Despite decades of progress, as of 2020 an estimated 9.5% of the global population remains in extreme poverty [1]. While such statistics are generally accurate at the global level, significantly less data is available at local or even country levels. In most African countries, for example, nationally representative consumption or asset wealth surveys, the key source of internationally comparable poverty measurements, are only available once every four years or less [2]. In contrast, satellite and street-level imagery are becoming increasingly available, and previous works [2,3] have shown that such imagery can be predictive of SDG-relevant local-level statistics.

## Details

The SustainBench dataset for predicting change in poverty over time is based on the similar dataset described in [1]. This dataset uses survey data from the World Bank’s Living Standards Measurement Study (LSMS) program. These surveys constitute nationally representative household-level data on assets, among other attributes. While the surveys provide household-level data, we summarize the survey data into “cluster-level” labels, where a “cluster” (a.k.a. “enumeration area”) roughly corresponds to a village or local community.
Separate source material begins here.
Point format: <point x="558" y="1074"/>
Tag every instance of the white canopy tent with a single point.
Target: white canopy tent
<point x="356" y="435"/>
Notably, LSMS data form a panel—i.e., the same households are surveyed over time, facilitating comparison over time.

Based on the panel survey data, we calculate two PCA-based measures of change in asset wealth over time for each household: diffOfIndex and indexOfDiff. For diffOfIndex, we first assign each household-year an asset index computed as the first principal component of all the asset variables; this is the same approach used for the DHS asset index. Then, for each household, we calculate the difference in the asset index across years, which yields a “change in asset index” (hence the name diffOfIndex). In contrast, indexOfDiff is created by first calculating the difference in asset variables in households across pairs of surveys for each country and then computing the first principal component of these differences; for each household, this yields a “index of change in assets” across years (hence the name indexOfDiff). These measures are then averaged to the cluster-level to create cluster-level labels. We excluded a cluster if it contained fewer than 3 surveyed households.
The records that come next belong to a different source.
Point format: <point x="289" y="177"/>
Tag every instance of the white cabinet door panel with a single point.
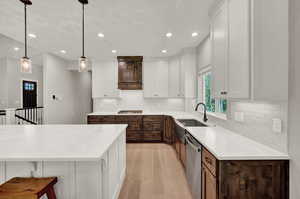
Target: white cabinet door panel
<point x="89" y="180"/>
<point x="156" y="79"/>
<point x="174" y="78"/>
<point x="65" y="172"/>
<point x="239" y="49"/>
<point x="220" y="50"/>
<point x="104" y="78"/>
We evaluate model performance using the squared Pearson correlation coefficient ($$r^2$$) on predictions and labels in held-out cluster locations.

## Data Format

### Input

The input consists of two single 255x255x8px satellite images, taken of the same cluster at different points in time. The first 7 bands of the satellite image are surface reflectance values from the Landsat 5/7/8 satellites and have the following order: blue, green, red, shortwave infrared 1, shortwave infrared 2, thermal, and near infrared. The last band in the satellite image is the nightlights band, from either the DMSP or VIIRS satellite.

Metadata provided includes the (lat, lon) geocoordinates and country of the cluster, year of the survey, and number of observations within the cluster.

### Output

The model outputs a scalar value, a prediction of the indexOfDiff label. Optionally, the model can also output a prediction for the diffOfIndex label.

Use the poverty_change_dataset in the SustainBench dataloader.